I know that loop invariant must be true:

• before the loop starts
• before each iteration of the loop
• after the loop terminates

but I have no clue how should I find the right loop invariant, that would allow me to show partial correctness of P afterwards. I already tried to look at every single iteration of the loop and variables for random n, x and a[0...n-1] to see which values combined are constant while the loop is working, but it did not help.

Look at your code carefully. At the beginning, `q` is 0, and it only grows when you find new elements that are `== x`. So

`q = | {j: a[j]=x and 0 <= j < i} |`

is part of your invariant. Note that in your specification, you had `< n` instead of `< i`. Notice also that, at loop termination, `i == n`. So it will also be valid at the start. It will also be true at any point in between: so far, so good. Is anything else missing? Yes, we should also state that

`0 <= i <= n` -- because that describes the range of values of i (otherwise, `i` would be free to venture outside the array).

Is this all? Yes -- there is no other loop state left to describe.
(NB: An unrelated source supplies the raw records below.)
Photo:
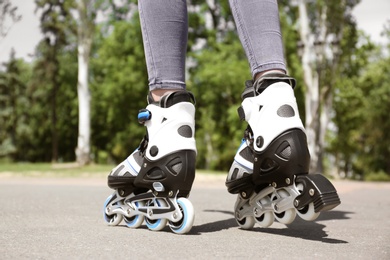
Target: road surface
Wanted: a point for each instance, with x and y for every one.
(61, 218)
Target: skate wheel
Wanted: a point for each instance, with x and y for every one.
(184, 225)
(307, 213)
(246, 223)
(288, 216)
(135, 221)
(111, 219)
(156, 224)
(267, 218)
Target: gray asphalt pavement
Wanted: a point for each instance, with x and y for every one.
(62, 219)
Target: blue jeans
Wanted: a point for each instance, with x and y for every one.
(164, 25)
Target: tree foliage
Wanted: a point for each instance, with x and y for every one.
(39, 106)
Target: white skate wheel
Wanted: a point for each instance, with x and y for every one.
(307, 213)
(288, 216)
(184, 225)
(267, 219)
(246, 223)
(135, 221)
(112, 219)
(156, 224)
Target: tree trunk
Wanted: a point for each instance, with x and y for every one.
(83, 141)
(85, 32)
(311, 78)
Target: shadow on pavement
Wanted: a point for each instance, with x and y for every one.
(299, 228)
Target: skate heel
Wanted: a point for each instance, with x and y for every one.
(316, 189)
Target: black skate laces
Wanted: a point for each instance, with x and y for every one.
(255, 88)
(165, 102)
(173, 98)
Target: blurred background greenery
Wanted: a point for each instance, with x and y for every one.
(39, 100)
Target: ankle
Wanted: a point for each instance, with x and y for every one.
(157, 94)
(273, 71)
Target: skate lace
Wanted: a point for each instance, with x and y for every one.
(249, 139)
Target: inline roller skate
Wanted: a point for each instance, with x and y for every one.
(270, 168)
(153, 183)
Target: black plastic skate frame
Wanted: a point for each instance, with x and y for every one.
(284, 163)
(168, 179)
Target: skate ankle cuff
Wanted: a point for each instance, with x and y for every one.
(173, 98)
(255, 88)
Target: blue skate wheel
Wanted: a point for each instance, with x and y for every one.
(156, 224)
(137, 220)
(185, 224)
(112, 219)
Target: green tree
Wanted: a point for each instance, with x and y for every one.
(57, 29)
(13, 108)
(119, 90)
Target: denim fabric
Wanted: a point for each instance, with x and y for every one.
(258, 27)
(164, 25)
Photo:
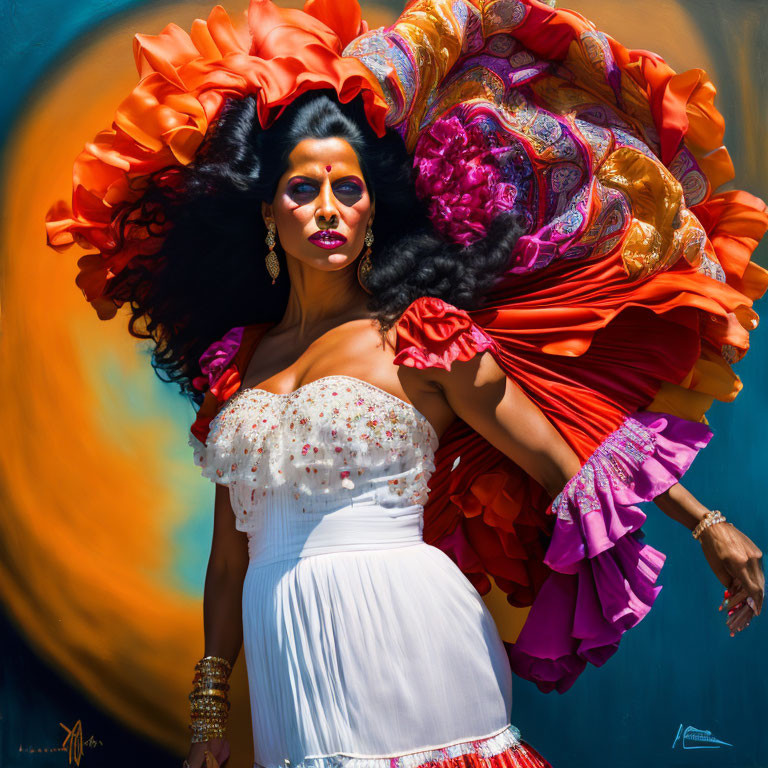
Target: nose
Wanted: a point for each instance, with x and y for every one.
(327, 213)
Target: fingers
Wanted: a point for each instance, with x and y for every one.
(740, 619)
(733, 598)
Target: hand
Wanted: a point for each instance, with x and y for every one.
(208, 754)
(737, 562)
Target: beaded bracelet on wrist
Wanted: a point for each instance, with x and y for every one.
(710, 518)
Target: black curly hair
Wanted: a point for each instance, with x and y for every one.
(209, 274)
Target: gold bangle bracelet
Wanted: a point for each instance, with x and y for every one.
(712, 517)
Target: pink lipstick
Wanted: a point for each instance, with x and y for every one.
(327, 238)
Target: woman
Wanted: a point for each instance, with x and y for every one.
(337, 586)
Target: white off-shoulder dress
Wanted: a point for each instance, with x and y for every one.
(365, 646)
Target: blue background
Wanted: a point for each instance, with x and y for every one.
(679, 666)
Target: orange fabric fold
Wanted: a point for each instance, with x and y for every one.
(184, 80)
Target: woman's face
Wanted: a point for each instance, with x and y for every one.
(322, 208)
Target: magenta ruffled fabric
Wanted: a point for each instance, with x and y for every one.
(217, 357)
(603, 576)
(459, 178)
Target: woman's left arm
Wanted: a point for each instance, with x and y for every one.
(481, 394)
(733, 557)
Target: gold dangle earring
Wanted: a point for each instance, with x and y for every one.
(273, 265)
(364, 265)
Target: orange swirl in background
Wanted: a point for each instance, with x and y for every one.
(106, 521)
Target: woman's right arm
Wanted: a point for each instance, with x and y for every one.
(227, 564)
(222, 604)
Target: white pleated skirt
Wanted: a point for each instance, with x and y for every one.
(370, 653)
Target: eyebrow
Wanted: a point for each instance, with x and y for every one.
(348, 177)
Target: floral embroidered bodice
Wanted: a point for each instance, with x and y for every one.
(334, 439)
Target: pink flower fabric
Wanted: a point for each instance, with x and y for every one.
(457, 174)
(217, 358)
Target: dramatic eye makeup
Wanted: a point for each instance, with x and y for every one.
(303, 190)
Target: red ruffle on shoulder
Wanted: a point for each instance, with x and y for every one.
(493, 519)
(223, 364)
(486, 514)
(432, 334)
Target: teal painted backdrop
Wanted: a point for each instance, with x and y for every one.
(679, 667)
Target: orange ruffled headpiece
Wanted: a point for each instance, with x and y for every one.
(184, 81)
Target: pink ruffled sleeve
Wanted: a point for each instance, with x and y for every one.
(433, 333)
(603, 577)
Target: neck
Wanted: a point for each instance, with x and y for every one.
(319, 301)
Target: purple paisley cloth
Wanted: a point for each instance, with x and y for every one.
(603, 579)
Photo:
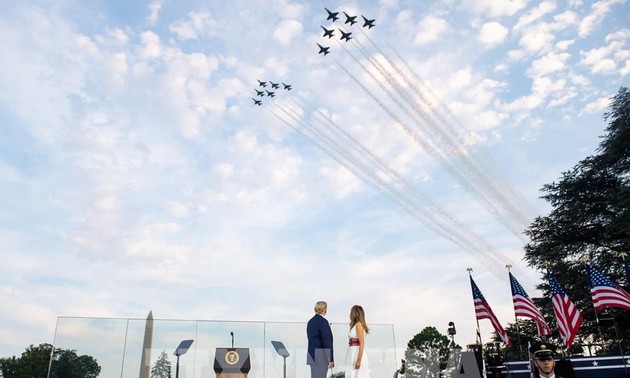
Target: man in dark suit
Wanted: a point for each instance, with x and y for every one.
(320, 350)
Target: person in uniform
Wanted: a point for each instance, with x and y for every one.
(544, 364)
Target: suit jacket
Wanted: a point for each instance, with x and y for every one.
(319, 334)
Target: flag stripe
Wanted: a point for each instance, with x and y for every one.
(483, 311)
(524, 306)
(605, 292)
(568, 316)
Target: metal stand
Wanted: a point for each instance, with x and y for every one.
(279, 347)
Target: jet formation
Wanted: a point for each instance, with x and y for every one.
(269, 93)
(345, 35)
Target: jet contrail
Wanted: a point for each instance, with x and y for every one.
(469, 175)
(372, 170)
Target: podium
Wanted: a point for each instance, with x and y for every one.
(231, 362)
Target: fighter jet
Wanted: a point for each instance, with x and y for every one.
(350, 19)
(332, 15)
(345, 36)
(323, 50)
(328, 32)
(368, 23)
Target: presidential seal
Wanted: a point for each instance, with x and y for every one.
(232, 357)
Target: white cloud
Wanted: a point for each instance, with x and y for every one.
(287, 31)
(196, 25)
(154, 10)
(604, 60)
(430, 28)
(597, 106)
(494, 8)
(547, 64)
(151, 48)
(535, 14)
(598, 11)
(492, 33)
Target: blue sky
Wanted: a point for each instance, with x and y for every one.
(138, 175)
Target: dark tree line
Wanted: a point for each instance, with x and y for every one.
(589, 222)
(35, 361)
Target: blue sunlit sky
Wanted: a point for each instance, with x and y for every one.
(137, 174)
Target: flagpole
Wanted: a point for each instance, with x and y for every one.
(518, 330)
(546, 263)
(483, 360)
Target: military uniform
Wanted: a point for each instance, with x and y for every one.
(544, 352)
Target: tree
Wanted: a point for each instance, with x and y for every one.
(590, 219)
(425, 347)
(35, 361)
(162, 367)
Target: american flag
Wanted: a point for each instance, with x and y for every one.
(606, 293)
(483, 311)
(568, 316)
(524, 306)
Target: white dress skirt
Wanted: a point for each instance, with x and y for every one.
(351, 357)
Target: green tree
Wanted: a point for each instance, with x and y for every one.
(590, 218)
(162, 367)
(425, 347)
(35, 361)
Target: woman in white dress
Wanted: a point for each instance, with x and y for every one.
(357, 365)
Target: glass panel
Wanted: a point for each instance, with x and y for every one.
(117, 345)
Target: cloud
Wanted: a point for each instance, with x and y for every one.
(608, 59)
(598, 12)
(492, 33)
(535, 14)
(154, 10)
(430, 28)
(151, 48)
(287, 31)
(597, 106)
(494, 8)
(547, 64)
(196, 25)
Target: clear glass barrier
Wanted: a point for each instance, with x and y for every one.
(117, 345)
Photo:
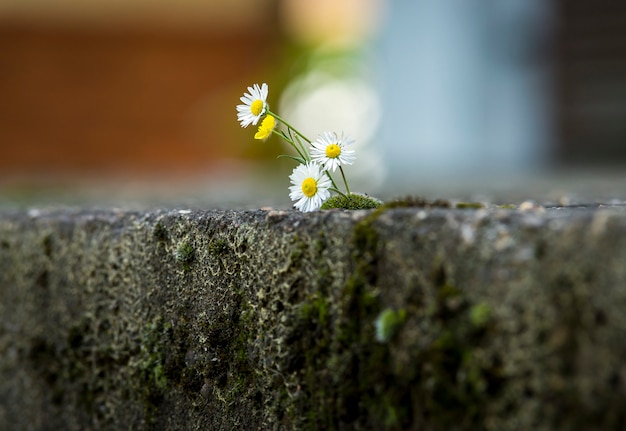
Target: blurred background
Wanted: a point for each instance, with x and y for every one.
(135, 99)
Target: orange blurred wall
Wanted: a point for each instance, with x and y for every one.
(90, 95)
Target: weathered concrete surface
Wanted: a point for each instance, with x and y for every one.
(495, 319)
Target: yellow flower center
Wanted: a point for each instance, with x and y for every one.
(333, 151)
(266, 128)
(309, 187)
(256, 107)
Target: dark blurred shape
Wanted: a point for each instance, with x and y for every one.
(591, 82)
(87, 95)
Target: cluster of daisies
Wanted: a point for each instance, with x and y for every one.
(312, 182)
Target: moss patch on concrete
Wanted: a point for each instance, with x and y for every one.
(491, 319)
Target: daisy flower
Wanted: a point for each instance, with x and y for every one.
(310, 187)
(266, 128)
(254, 107)
(331, 151)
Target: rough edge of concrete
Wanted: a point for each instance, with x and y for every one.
(410, 318)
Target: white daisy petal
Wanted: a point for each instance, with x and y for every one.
(254, 105)
(310, 187)
(332, 151)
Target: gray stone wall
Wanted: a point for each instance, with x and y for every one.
(398, 318)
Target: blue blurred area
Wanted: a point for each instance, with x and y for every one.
(466, 87)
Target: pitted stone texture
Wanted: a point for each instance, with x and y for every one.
(266, 319)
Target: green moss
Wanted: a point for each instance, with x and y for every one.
(480, 315)
(159, 232)
(351, 202)
(185, 255)
(388, 323)
(218, 247)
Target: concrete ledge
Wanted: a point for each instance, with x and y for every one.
(406, 318)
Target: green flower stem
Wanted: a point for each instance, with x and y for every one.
(344, 180)
(334, 188)
(290, 126)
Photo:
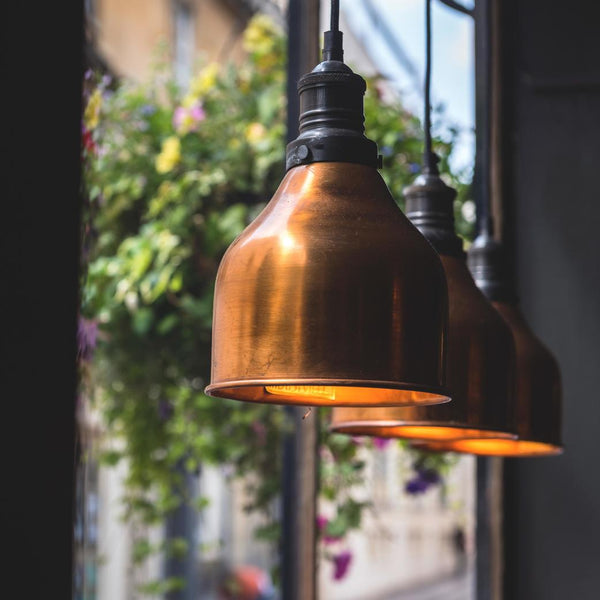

Therefore, your complete invariant looks like

`q = | {j: a[j]=x and 0 <= j < i} | and 0 <= i <= n`

When solving these exercises, you can try these 2 steps:

• try to describe in plain text what goes on in the algorithm: "I sweep `i` from 0 to n-1, stopping at n, and at every moment, I keep in `q` the amount of `x` that I have found within the array". All variables involved in the loop must be mentioned!.
• translate that plain text into math, while also making sure that your post-condition is reflected in the invariant, generally replacing the `n` by the loop counter (in this case, `i`)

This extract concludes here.